FADE TO BLACK – BANVILLE ON CRIME
John Banville, who has killed off his own Benjamin Black pen name, is disturbed by ever more explicit depictions of violence in popular culture.
He warns that people are constantly bombarded with graphic images – and it must impact on us. “There has to be more violence, more shock, more terror, says the Booker Prize-winning author.
“If I were a young woman now I’d be out protesting about these things. It can’t be good for young men to be watching these things.
“We go to the ultra-realistic crime series on television, all of which seem to start with a young woman being raped, murdered, chopped up and thrown in a garbage heap.

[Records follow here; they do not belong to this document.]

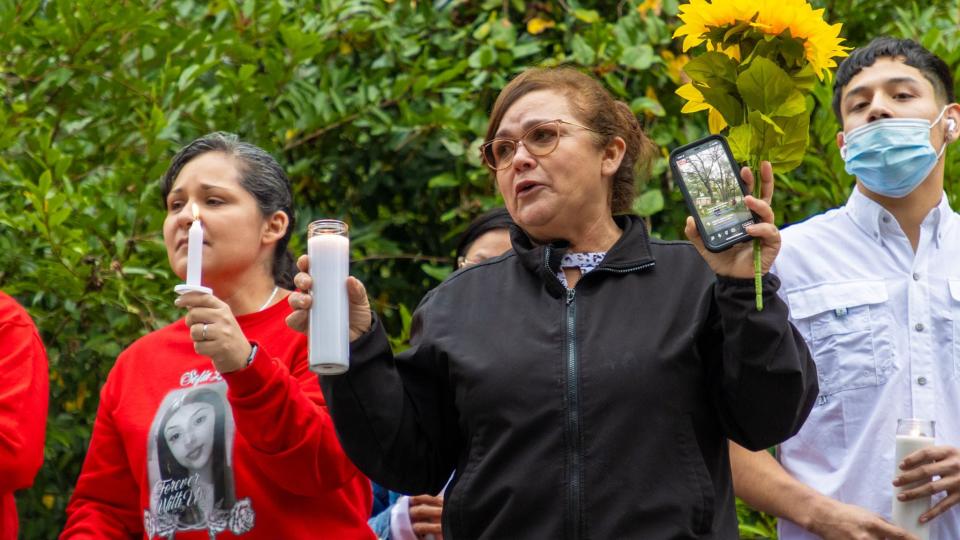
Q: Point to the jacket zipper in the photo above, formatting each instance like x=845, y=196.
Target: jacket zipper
x=573, y=518
x=573, y=420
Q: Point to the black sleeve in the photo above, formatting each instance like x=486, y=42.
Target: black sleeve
x=767, y=381
x=395, y=416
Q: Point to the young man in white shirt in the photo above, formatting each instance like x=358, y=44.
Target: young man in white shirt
x=874, y=287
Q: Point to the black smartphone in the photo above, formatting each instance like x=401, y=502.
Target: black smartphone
x=710, y=181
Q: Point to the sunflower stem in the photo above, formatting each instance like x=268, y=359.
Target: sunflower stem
x=757, y=266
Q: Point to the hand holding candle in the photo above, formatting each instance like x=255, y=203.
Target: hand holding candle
x=194, y=257
x=912, y=435
x=329, y=249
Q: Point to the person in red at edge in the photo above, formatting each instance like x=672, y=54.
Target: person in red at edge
x=23, y=407
x=213, y=427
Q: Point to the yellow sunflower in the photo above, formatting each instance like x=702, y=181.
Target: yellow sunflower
x=695, y=103
x=821, y=41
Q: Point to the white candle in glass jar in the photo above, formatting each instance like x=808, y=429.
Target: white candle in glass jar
x=912, y=435
x=329, y=251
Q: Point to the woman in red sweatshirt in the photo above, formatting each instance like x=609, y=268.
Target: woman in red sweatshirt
x=213, y=427
x=23, y=407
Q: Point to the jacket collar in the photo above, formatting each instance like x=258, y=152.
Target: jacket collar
x=630, y=253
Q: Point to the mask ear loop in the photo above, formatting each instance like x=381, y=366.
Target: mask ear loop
x=951, y=125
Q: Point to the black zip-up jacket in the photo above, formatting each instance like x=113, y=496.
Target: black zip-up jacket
x=599, y=412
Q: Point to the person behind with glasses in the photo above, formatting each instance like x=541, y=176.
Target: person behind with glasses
x=408, y=518
x=591, y=362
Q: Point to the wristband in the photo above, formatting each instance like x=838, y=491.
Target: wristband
x=253, y=352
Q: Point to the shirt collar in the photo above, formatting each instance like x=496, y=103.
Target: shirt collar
x=873, y=219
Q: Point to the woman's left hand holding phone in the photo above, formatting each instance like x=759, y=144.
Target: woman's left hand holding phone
x=215, y=331
x=737, y=262
x=361, y=318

“I think we go to ultra-violent fiction and ultra-violent crime series on TV because we can experience violence safely – and yet we can say we didn’t flinch before the young woman being raped, murdered and eviscerated.”

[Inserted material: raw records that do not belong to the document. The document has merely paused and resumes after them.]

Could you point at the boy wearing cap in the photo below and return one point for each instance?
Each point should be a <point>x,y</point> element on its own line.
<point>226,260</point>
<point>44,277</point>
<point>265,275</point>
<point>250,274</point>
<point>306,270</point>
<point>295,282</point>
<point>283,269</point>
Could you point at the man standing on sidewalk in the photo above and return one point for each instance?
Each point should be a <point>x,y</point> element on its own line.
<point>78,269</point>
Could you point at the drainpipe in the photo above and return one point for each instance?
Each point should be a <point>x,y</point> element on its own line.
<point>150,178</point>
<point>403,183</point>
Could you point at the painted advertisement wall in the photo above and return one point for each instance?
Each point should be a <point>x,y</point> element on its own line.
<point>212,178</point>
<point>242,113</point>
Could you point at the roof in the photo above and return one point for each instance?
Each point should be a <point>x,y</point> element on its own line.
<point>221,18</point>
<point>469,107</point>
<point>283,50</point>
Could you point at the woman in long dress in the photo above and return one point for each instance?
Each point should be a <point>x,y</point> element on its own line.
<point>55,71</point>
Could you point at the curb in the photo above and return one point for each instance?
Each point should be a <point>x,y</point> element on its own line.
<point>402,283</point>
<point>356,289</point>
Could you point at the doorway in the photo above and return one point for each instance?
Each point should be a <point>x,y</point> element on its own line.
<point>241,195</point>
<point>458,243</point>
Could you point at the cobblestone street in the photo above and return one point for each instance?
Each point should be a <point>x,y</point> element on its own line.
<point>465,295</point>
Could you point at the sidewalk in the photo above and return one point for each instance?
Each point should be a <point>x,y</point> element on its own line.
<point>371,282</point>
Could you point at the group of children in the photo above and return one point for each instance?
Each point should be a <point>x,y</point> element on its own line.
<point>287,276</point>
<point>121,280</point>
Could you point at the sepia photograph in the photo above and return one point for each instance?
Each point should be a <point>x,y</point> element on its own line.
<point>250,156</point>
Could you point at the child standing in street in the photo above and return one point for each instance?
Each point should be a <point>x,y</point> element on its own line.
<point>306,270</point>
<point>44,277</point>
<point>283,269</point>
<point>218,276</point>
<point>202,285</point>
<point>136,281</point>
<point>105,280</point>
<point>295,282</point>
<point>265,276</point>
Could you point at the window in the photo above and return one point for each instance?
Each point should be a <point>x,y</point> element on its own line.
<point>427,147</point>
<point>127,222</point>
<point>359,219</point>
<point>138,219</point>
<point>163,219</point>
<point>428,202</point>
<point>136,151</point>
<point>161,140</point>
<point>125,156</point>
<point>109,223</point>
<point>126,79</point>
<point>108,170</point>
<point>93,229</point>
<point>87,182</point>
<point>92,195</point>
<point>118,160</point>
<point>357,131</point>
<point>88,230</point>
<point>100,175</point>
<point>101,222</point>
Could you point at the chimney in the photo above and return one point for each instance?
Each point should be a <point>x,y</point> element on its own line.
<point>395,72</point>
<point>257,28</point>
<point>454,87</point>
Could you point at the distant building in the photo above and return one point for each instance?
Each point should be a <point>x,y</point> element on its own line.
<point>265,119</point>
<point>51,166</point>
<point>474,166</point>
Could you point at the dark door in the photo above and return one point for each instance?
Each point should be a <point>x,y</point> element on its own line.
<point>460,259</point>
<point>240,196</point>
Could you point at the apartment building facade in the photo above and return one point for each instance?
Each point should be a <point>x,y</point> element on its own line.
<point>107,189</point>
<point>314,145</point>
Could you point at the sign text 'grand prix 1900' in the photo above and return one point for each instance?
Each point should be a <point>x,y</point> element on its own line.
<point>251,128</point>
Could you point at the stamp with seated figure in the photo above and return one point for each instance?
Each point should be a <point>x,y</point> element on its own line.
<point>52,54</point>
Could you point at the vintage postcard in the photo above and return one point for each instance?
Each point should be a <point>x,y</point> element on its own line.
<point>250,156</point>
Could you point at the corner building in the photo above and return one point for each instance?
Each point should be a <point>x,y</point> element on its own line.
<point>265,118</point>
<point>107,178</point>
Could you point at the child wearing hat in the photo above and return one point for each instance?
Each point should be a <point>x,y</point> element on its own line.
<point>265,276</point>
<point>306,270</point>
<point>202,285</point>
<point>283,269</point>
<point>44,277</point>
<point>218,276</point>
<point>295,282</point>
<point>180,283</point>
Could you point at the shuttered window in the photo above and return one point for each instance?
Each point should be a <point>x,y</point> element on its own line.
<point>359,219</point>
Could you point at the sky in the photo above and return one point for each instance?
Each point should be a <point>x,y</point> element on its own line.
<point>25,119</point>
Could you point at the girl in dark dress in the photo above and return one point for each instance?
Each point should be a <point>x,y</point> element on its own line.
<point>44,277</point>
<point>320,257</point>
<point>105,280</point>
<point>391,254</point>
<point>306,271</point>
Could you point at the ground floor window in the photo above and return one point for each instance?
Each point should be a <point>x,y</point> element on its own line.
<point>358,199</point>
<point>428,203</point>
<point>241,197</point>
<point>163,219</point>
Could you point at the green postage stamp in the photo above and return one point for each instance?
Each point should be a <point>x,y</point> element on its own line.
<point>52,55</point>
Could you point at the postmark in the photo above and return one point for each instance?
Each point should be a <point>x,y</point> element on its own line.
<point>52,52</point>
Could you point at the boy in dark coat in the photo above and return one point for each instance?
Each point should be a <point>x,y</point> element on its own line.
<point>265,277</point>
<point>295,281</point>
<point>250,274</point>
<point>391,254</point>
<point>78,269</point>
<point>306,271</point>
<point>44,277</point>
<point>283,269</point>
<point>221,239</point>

Interviewed for the latest City of Books podcast, he tells host Martina Devlin: “I worry about this. This is not good for us. Give me the Agatha Christies, give me the old cowboy pictures where people die without even bleeding.”

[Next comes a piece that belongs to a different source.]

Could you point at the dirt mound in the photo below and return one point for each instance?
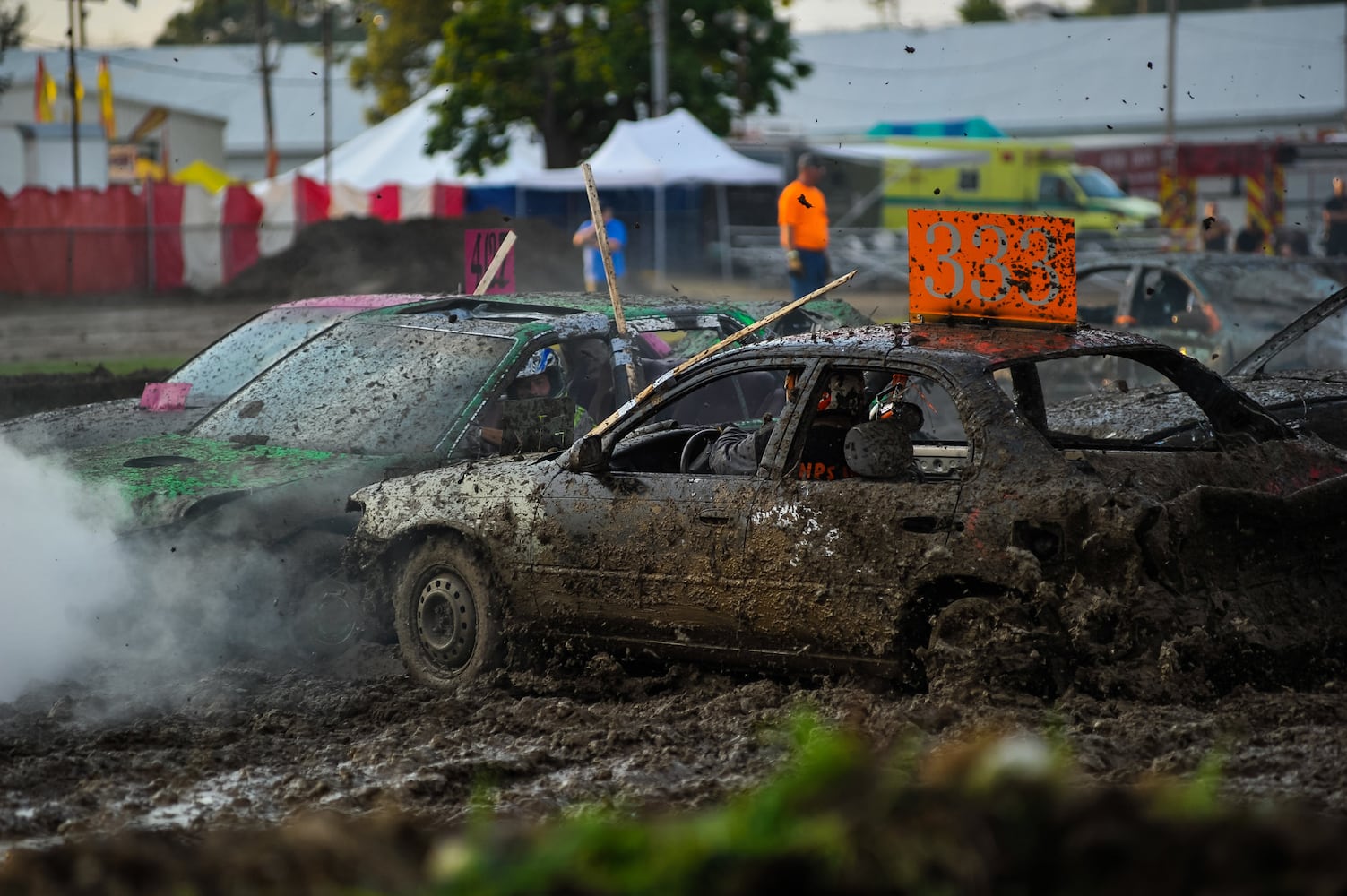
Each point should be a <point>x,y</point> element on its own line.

Despite doing away with Black, Banville is continuing to write crime novels – described as literary noir – under his own name. He made the decision after listening to some on audio, deciding they were rather good, and it was time he took ownership of them.
He has written 17 novels, as well as short stories, essays and film scripts. His latest novel Snow, published by Faber and Faber, is set in a Big House in the 1950s and opens with the corpse of a priest found in the library.